I obtained the latest source and managed to get it to compile
far enought to produce a venus binary. I installed that and it
worked much better. I was able to (for the first time) save a file
from StarOffice. Great! Unfortunately I started to have some
other problems. For no good reason I can see I began to get
conflicts. The repair utility refuses to operate on the conflicts.
I have a token and I am the coda "superuser." If I use the
cfs beginrepair filename command I get the directory and
am able to view the local and global files. I don't know how
to proceed at that point. A cfs endrepair filename causes the
directory to revert to a "broken file. So I re-installed coda and
started clean.

So far so good. Then I went to put all the files back into
their volumes. I am using tar remotely from a client. This
started fine but then coda started spitting out cache overlow
messages. Note that there was plenty of space left and
a df was reporting negative numbers on the coda
filesystem - a very nice feature BTW. Then tar started
complaining about "unable to create file - filesystem full"
or something like that. So it would create a few files and
then skip a few. I think that, if possible, venus should at
this point block on serving the files until the server catches
up with its requests. By writing a little script that sends the
tar process a STOP signal, waits a second, then sends
a CONT signal, waits two seconds etc. I was able to
sucessfully untar my tape!

Here are the possible sources of problems I can see:

1. weak server machine (P100, 8meg ram)
2. venus is of a younger vintage than the server binaries
3. I used 2Meg for the log value - the script suggested
    that amount but the default in the square brackets is 12M.
    Is the 2Meg value a typo in the script or is 2M o.k. for
    serving 3gig with a 130M DATA partition. All partions
    are bigger than than the values given to the setup
    script, e.g. 140M for DATA, 3M for LOG.

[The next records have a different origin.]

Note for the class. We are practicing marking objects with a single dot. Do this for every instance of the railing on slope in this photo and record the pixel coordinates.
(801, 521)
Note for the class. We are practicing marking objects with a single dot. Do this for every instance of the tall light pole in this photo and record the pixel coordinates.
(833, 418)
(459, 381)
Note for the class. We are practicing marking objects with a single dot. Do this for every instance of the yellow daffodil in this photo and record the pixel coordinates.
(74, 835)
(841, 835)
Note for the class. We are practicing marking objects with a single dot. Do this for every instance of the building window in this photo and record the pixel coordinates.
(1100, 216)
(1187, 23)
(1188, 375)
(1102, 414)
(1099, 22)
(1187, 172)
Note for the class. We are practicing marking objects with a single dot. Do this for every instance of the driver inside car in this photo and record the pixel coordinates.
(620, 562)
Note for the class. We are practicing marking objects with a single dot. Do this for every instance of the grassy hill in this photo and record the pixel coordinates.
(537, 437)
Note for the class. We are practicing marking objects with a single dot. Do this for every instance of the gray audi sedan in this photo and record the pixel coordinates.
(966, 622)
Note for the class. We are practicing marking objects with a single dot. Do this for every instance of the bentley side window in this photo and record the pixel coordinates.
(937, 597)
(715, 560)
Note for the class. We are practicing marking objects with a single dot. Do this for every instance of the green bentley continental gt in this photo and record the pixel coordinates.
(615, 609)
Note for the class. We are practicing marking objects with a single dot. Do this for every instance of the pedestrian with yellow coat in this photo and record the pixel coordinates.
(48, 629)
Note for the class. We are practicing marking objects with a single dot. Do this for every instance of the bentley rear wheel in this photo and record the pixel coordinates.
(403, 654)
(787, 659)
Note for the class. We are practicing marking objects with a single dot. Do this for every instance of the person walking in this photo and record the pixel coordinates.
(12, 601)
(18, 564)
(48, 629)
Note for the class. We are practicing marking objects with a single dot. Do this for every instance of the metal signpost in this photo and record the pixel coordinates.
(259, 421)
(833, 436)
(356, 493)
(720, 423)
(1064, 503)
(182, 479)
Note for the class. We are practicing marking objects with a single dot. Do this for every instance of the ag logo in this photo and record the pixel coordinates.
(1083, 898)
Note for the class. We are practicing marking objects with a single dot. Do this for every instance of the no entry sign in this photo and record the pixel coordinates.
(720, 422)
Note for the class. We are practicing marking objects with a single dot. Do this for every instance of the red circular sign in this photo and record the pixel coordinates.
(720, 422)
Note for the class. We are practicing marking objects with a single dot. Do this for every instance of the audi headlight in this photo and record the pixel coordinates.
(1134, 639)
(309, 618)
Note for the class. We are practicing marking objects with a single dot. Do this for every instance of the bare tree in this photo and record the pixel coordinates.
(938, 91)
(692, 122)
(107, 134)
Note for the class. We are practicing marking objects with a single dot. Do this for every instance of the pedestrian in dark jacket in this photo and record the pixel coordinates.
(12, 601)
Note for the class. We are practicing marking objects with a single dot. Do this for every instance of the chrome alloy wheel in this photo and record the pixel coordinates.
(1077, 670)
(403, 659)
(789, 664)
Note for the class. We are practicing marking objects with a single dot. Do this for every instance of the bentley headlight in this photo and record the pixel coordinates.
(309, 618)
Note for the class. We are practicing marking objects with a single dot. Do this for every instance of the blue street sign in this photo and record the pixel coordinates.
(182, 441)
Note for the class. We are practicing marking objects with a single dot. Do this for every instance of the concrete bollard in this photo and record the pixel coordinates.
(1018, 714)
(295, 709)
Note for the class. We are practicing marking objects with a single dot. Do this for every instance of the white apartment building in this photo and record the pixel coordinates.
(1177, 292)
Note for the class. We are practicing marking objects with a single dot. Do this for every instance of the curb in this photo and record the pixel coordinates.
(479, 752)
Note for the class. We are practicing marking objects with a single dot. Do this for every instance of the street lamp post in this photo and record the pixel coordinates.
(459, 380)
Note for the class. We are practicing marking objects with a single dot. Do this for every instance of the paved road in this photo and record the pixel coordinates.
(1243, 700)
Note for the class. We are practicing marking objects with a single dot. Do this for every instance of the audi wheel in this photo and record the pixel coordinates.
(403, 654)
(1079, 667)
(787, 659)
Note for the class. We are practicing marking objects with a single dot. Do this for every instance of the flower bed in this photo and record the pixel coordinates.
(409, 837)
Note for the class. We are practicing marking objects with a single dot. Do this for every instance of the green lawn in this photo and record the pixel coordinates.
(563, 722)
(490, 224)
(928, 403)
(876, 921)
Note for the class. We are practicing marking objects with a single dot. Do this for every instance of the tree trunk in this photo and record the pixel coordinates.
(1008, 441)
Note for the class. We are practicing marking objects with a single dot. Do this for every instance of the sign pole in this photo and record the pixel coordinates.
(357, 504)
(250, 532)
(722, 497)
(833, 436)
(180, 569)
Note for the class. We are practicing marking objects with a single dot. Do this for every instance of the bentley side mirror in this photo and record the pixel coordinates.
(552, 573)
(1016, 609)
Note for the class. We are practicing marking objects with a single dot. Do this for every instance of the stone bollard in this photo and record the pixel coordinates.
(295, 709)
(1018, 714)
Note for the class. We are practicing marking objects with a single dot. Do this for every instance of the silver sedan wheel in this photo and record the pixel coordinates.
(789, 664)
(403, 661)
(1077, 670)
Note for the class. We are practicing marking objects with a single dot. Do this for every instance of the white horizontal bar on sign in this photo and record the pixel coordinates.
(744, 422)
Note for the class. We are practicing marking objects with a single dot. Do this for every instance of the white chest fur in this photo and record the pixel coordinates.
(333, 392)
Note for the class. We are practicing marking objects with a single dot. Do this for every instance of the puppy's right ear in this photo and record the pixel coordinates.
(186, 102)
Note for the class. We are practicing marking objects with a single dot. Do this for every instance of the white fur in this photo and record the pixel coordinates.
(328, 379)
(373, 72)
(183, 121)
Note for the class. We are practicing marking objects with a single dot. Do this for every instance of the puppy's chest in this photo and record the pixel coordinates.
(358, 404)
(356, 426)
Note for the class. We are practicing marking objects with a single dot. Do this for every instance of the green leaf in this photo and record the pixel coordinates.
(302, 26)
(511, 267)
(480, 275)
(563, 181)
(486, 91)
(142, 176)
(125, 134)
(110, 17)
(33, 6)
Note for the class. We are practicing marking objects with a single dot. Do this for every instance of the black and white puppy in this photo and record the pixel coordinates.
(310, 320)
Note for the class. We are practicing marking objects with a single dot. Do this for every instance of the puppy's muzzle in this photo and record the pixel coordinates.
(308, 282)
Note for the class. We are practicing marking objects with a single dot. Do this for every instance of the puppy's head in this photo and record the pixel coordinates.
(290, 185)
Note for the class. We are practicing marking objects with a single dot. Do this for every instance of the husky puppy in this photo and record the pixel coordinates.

Lastly: is there any way for tar to preserve the ACL's
in backing up and restoring? I know you have the
coda backup mechanism but I'd rather not have to
use it.

By the way. When I actually had coda working well for
a short while I was very, very impressed. Coda looks
like it will be a wonderful solution to keeping data on
several machines and shared among different users.

Thanks,

Matt
--






Hi Matt,

Do you actually get an OOP's, i.e. a kernel level segfault or do you get a
user level one. You can find this out looking at /var/log/messages.

If it is _that_ reproducible, could you do
echo 4095 > /proc/sys/coda/debug
echo 1 > /proc/sys/coda/trace
and get us the content of /var/log/messages.

- Peter -







I updated to 2.2.10 and built the new coda module but am still experiencing
the
same problems.
I think the freezing I am seeing is related to not being able to unmount
coda.
If I do a ctrl-alt-del
shutdown starts but doesn't complete. The only way out I have found at that
time
is to power
cycle.

Is it worthwhile to try compiling a bleeding edge venus? I'm not familiar
with
the mechanism
being used to make venus available for debugging when it dies. Is there a
way I
can detect
that venus died in a script and execute a clean up and restart venus or do a
clean reboot?

Matt
--


On Tue, Jun 15, 1999 at 03:42:52PM -0400, mattwell_at_us.ibm.com wrote:
>
> I am having some problems with venus. Creating files from
> some applications causes venus to die (go into the mode
> waiting for debugging). I can copy files, touch files, and create
> them with vi but if I try to use xemacs or Star Office venus dies
> and I have to reboot (can't login at another VT but the mouse
> still works - usually). Often I can't even reboot and I have to
> kill the power.

Hi Matt,

Venus 5.2.0 has a known null-pointer dereference problem, which is
triggered by all operations that attempt to create a new directory
entry. This is annoying, but cannot cause a complete system lockup.

A lockup like this would indicate that something is wrong with the
kernel code. Could you try to update your kernel to linux-2.2.10, and
combine that with a new Coda kernel module built from:
  ftp.coda.cs.cmu.edu:/pub/coda/src/linux-coda-5.2.3-linux2.2.9.tgz

There are a couple of fixes in our version wrt. to the one in the
official kernel tree, those seem to have solved at least one
(infrequent) lockup we noticed here on a SMP machine.

Jan
Received on 1999-06-23 15:59:17